Redistribution and use in source and binary forms, with or without modification, are permitted provided that the following conditions are met:
Redistributions of source code must retain the above copyright notice, this list of conditions and the following disclaimer.
Redistributions in binary form must reproduce the above copyright notice, this list of conditions and the following disclaimer in the documentation and/or other materials provided with the distribution.
Neither the name of the University of California, Lawrence Berkeley National Laboratory, U.S. Dept. of Energy nor the names of its contributors may be used to endorse or promote products derived from this software without specific prior written permission.
THIS SOFTWARE IS PROVIDED BY THE COPYRIGHT HOLDERS AND CONTRIBUTORS “AS IS” AND ANY EXPRESS OR IMPLIED WARRANTIES, INCLUDING, BUT NOT LIMITED TO, THE IMPLIED WARRANTIES OF MERCHANTABILITY AND FITNESS FOR A PARTICULAR PURPOSE ARE DISCLAIMED. IN NO EVENT SHALL THE COPYRIGHT OWNER OR CONTRIBUTORS BE LIABLE FOR ANY DIRECT, INDIRECT, INCIDENTAL, SPECIAL, EXEMPLARY, OR CONSEQUENTIAL DAMAGES (INCLUDING, BUT NOT LIMITED TO, PROCUREMENT OF SUBSTITUTE GOODS OR SERVICES; LOSS OF USE, DATA, OR PROFITS; OR BUSINESS INTERRUPTION) HOWEVER CAUSED AND ON ANY THEORY OF LIABILITY, WHETHER IN CONTRACT, STRICT LIABILITY, OR TORT (INCLUDING NEGLIGENCE OR OTHERWISE) ARISING IN ANY WAY OUT OF THE USE OF THIS SOFTWARE, EVEN IF ADVISED OF THE POSSIBILITY OF SUCH DAMAGE.

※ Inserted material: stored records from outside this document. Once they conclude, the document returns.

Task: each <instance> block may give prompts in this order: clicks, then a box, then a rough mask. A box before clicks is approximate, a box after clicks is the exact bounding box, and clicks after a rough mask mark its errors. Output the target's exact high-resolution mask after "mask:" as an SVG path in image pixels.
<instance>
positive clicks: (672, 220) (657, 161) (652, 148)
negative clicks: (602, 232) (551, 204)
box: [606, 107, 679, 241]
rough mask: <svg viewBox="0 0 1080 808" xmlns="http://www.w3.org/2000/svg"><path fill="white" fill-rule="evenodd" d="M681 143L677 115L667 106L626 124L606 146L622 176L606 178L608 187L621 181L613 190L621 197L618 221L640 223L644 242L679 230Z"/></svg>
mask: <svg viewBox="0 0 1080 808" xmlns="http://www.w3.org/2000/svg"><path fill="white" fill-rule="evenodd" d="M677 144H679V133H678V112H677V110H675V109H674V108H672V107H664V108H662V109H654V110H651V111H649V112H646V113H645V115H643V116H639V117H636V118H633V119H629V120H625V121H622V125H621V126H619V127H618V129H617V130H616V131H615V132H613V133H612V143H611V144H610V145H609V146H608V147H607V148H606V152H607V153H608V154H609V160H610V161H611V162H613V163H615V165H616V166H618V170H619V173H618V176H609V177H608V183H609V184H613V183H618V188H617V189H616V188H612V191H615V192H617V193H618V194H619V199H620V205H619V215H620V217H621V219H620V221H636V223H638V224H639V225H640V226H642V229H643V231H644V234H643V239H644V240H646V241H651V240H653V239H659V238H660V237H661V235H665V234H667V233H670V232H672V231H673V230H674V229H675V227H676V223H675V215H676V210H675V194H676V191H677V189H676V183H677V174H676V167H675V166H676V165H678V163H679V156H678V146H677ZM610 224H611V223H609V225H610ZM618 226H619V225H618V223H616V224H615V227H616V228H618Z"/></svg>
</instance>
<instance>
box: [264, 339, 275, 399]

You are under no obligation whatsoever to provide any bug fixes, patches, or upgrades to the features, functionality or performance of the source code (“Enhancements”) to anyone; however, if you choose to make your Enhancements available either publicly, or directly to Lawrence Berkeley National Laboratory, without imposing a separate written license agreement for such Enhancements, then you hereby grant the following license: a non-exclusive, royalty-free perpetual license to install, use, modify, prepare derivative works, incorporate into other computer software, distribute, and sublicense such enhancements or derivative works thereof, in binary and source code form.